I wrote a MR job in python running by streaming jar package. I want to know how to use bulk load to put data into HBase.
I konw that there are 2 ways to get the data into hbase by bulk loading.
- generate the HFiles in MR job, and use CompleteBulkLoad to load data into hbase.
- use ImportTsv option and then use CompleteBulkLoad to load data.
I don't know how to use python generate HFile to fits in Hbase. And then I try to use ImportTsv utility. But got failure. I followed the instructions in this [example](http://hbase.apache.org/book.html#importtsv).But I got exception:
Exception in thread "main" java.lang.NoClassDefFoundError: org/apache/hadoop/hbase/filter/Filter...
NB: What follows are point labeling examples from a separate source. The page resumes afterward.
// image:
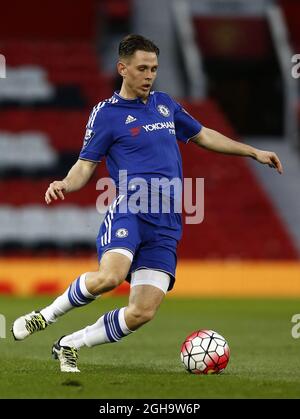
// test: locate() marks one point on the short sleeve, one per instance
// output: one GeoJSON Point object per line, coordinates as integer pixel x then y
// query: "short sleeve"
{"type": "Point", "coordinates": [98, 137]}
{"type": "Point", "coordinates": [186, 126]}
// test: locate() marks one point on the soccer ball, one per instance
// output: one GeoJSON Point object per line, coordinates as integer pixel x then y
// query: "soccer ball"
{"type": "Point", "coordinates": [205, 352]}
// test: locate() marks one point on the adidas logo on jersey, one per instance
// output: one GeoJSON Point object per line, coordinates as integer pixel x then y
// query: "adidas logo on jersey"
{"type": "Point", "coordinates": [130, 119]}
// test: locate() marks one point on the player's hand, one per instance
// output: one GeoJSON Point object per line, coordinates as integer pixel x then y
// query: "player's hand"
{"type": "Point", "coordinates": [270, 158]}
{"type": "Point", "coordinates": [55, 190]}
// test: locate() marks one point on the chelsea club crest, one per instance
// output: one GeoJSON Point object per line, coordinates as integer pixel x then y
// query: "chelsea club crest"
{"type": "Point", "coordinates": [163, 110]}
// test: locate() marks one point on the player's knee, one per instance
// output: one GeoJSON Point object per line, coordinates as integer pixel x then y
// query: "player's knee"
{"type": "Point", "coordinates": [109, 281]}
{"type": "Point", "coordinates": [141, 315]}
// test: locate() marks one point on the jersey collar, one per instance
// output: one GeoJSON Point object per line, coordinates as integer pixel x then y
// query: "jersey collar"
{"type": "Point", "coordinates": [136, 101]}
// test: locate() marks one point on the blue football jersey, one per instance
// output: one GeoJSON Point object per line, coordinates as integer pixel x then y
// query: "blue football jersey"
{"type": "Point", "coordinates": [139, 138]}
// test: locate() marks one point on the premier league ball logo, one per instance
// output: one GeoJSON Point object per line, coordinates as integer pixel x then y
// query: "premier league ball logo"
{"type": "Point", "coordinates": [121, 233]}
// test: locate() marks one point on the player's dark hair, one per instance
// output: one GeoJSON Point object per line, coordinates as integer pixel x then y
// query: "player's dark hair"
{"type": "Point", "coordinates": [133, 42]}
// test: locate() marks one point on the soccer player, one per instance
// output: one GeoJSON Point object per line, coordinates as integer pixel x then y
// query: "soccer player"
{"type": "Point", "coordinates": [135, 130]}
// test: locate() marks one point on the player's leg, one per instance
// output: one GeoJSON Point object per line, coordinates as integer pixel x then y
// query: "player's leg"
{"type": "Point", "coordinates": [113, 270]}
{"type": "Point", "coordinates": [148, 288]}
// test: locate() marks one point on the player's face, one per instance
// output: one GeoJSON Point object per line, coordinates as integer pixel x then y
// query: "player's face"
{"type": "Point", "coordinates": [140, 72]}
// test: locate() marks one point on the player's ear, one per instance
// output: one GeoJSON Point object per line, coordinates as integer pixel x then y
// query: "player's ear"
{"type": "Point", "coordinates": [121, 69]}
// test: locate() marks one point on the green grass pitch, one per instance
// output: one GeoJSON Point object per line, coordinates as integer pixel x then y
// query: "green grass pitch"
{"type": "Point", "coordinates": [265, 359]}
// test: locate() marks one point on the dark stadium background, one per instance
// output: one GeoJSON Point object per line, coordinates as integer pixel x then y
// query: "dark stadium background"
{"type": "Point", "coordinates": [60, 61]}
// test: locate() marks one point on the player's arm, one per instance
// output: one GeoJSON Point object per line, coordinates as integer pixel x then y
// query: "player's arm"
{"type": "Point", "coordinates": [76, 179]}
{"type": "Point", "coordinates": [215, 141]}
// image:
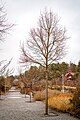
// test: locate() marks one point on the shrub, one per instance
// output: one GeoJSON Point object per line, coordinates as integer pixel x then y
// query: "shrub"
{"type": "Point", "coordinates": [76, 103]}
{"type": "Point", "coordinates": [61, 102]}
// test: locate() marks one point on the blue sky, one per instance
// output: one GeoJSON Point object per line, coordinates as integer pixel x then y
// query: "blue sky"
{"type": "Point", "coordinates": [25, 14]}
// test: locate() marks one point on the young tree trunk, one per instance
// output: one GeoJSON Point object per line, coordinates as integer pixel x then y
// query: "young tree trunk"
{"type": "Point", "coordinates": [46, 95]}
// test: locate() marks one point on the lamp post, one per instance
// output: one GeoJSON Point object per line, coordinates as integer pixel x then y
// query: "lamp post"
{"type": "Point", "coordinates": [63, 83]}
{"type": "Point", "coordinates": [5, 84]}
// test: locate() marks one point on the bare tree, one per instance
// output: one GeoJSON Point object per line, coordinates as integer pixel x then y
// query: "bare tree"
{"type": "Point", "coordinates": [45, 45]}
{"type": "Point", "coordinates": [4, 25]}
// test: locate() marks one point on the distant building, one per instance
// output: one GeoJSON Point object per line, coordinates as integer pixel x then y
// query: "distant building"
{"type": "Point", "coordinates": [69, 75]}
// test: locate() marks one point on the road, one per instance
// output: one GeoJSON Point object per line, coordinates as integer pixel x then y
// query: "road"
{"type": "Point", "coordinates": [16, 107]}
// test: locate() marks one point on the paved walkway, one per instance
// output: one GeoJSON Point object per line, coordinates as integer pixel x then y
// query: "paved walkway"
{"type": "Point", "coordinates": [19, 108]}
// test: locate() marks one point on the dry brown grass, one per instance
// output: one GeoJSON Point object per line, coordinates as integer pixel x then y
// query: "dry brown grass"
{"type": "Point", "coordinates": [61, 102]}
{"type": "Point", "coordinates": [40, 95]}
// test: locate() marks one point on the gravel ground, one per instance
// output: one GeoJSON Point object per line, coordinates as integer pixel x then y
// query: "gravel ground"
{"type": "Point", "coordinates": [22, 109]}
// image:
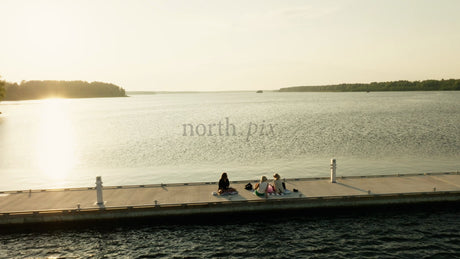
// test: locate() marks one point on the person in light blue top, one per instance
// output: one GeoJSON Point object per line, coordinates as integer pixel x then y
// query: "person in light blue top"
{"type": "Point", "coordinates": [262, 187]}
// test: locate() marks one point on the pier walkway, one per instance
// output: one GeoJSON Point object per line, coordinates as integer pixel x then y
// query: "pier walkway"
{"type": "Point", "coordinates": [56, 205]}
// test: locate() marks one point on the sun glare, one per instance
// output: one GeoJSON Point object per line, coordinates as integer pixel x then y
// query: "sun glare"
{"type": "Point", "coordinates": [55, 141]}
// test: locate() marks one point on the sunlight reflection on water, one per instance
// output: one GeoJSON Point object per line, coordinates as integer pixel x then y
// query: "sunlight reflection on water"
{"type": "Point", "coordinates": [55, 150]}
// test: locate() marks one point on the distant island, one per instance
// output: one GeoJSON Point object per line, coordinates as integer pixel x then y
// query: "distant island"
{"type": "Point", "coordinates": [427, 85]}
{"type": "Point", "coordinates": [33, 90]}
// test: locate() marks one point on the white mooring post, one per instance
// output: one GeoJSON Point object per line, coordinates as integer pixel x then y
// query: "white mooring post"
{"type": "Point", "coordinates": [333, 167]}
{"type": "Point", "coordinates": [100, 200]}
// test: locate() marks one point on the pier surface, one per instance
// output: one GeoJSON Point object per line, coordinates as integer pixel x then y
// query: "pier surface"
{"type": "Point", "coordinates": [74, 204]}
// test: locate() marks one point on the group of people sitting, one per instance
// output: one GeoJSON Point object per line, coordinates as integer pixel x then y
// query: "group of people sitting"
{"type": "Point", "coordinates": [261, 189]}
{"type": "Point", "coordinates": [264, 188]}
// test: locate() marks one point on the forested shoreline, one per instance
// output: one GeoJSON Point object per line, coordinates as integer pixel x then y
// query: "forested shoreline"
{"type": "Point", "coordinates": [402, 85]}
{"type": "Point", "coordinates": [33, 90]}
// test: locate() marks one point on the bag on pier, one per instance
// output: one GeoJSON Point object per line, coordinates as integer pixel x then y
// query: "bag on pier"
{"type": "Point", "coordinates": [248, 187]}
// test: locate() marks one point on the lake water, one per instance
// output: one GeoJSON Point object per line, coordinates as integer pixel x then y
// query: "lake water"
{"type": "Point", "coordinates": [142, 139]}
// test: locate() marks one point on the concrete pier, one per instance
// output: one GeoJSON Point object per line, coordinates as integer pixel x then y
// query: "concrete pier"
{"type": "Point", "coordinates": [79, 204]}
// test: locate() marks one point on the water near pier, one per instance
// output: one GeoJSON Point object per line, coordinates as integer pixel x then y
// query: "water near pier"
{"type": "Point", "coordinates": [147, 139]}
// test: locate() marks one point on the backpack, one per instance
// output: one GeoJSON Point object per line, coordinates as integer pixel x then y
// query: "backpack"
{"type": "Point", "coordinates": [248, 187]}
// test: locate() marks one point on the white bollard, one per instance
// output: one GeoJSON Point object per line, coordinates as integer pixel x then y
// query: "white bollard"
{"type": "Point", "coordinates": [333, 168]}
{"type": "Point", "coordinates": [100, 200]}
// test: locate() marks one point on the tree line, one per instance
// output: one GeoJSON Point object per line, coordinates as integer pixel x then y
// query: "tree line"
{"type": "Point", "coordinates": [32, 90]}
{"type": "Point", "coordinates": [402, 85]}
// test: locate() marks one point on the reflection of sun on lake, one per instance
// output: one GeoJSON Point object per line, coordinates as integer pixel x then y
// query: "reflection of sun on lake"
{"type": "Point", "coordinates": [55, 140]}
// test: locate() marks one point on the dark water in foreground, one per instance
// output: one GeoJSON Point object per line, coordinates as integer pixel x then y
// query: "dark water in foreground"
{"type": "Point", "coordinates": [415, 233]}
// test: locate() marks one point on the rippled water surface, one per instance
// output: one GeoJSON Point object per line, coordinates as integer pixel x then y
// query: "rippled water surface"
{"type": "Point", "coordinates": [140, 139]}
{"type": "Point", "coordinates": [365, 234]}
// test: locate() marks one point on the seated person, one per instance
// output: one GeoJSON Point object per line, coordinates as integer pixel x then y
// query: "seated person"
{"type": "Point", "coordinates": [262, 188]}
{"type": "Point", "coordinates": [224, 186]}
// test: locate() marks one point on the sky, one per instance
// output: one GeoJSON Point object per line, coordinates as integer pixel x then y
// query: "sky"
{"type": "Point", "coordinates": [215, 45]}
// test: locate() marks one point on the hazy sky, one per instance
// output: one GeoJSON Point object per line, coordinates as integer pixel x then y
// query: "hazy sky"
{"type": "Point", "coordinates": [229, 45]}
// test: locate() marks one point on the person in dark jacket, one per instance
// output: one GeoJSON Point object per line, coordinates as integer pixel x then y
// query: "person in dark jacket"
{"type": "Point", "coordinates": [224, 186]}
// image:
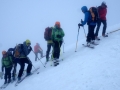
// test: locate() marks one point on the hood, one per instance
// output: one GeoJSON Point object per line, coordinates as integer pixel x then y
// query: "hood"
{"type": "Point", "coordinates": [84, 9]}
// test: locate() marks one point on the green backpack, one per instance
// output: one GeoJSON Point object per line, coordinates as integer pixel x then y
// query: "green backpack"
{"type": "Point", "coordinates": [7, 62]}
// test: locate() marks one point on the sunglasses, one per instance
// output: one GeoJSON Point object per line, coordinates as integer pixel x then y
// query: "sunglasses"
{"type": "Point", "coordinates": [28, 44]}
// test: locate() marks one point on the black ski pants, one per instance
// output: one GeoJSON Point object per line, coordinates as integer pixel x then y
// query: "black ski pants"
{"type": "Point", "coordinates": [49, 45]}
{"type": "Point", "coordinates": [56, 49]}
{"type": "Point", "coordinates": [98, 27]}
{"type": "Point", "coordinates": [22, 65]}
{"type": "Point", "coordinates": [36, 54]}
{"type": "Point", "coordinates": [91, 35]}
{"type": "Point", "coordinates": [8, 73]}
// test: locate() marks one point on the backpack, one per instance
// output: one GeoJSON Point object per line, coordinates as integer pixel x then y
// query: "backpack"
{"type": "Point", "coordinates": [47, 33]}
{"type": "Point", "coordinates": [17, 51]}
{"type": "Point", "coordinates": [7, 62]}
{"type": "Point", "coordinates": [93, 14]}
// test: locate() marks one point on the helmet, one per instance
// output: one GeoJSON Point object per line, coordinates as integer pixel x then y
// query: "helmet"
{"type": "Point", "coordinates": [57, 24]}
{"type": "Point", "coordinates": [37, 44]}
{"type": "Point", "coordinates": [4, 52]}
{"type": "Point", "coordinates": [28, 42]}
{"type": "Point", "coordinates": [103, 3]}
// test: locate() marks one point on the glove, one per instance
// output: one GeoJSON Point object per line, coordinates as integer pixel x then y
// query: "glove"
{"type": "Point", "coordinates": [58, 36]}
{"type": "Point", "coordinates": [30, 48]}
{"type": "Point", "coordinates": [81, 21]}
{"type": "Point", "coordinates": [79, 25]}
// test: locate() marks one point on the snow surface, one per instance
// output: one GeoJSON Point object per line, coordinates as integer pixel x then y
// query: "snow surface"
{"type": "Point", "coordinates": [86, 69]}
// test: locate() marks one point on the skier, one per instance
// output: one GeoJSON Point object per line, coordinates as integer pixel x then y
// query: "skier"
{"type": "Point", "coordinates": [22, 51]}
{"type": "Point", "coordinates": [57, 38]}
{"type": "Point", "coordinates": [15, 61]}
{"type": "Point", "coordinates": [48, 32]}
{"type": "Point", "coordinates": [7, 64]}
{"type": "Point", "coordinates": [91, 22]}
{"type": "Point", "coordinates": [102, 11]}
{"type": "Point", "coordinates": [38, 49]}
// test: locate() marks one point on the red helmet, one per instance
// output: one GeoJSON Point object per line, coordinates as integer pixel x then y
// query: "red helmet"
{"type": "Point", "coordinates": [4, 52]}
{"type": "Point", "coordinates": [57, 24]}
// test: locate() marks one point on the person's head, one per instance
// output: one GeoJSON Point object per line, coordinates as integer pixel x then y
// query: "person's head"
{"type": "Point", "coordinates": [4, 53]}
{"type": "Point", "coordinates": [103, 4]}
{"type": "Point", "coordinates": [57, 24]}
{"type": "Point", "coordinates": [28, 43]}
{"type": "Point", "coordinates": [84, 9]}
{"type": "Point", "coordinates": [38, 44]}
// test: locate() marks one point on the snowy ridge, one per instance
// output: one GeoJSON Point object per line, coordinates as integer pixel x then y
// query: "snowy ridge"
{"type": "Point", "coordinates": [85, 69]}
Now I want to ask 3 questions:
- Whether Python could be used to generate HFile by streaming jar or not.
- How to use importtsv.
- Could bulkload be used to update the table in Hbase. I get a big file bigger than 10GB every day. Could bulkload be used to push the file into Hbase.
The hadoop version is: Hadoop 2.8.0
The hbase version is: HBase 1.2.6
Both running in standalone mode.
Thanks for any answer.
--- update ---
ImportTsv works correctly.
But I stil want to know how to generate the HFile in MR job by streaming jar in Python language.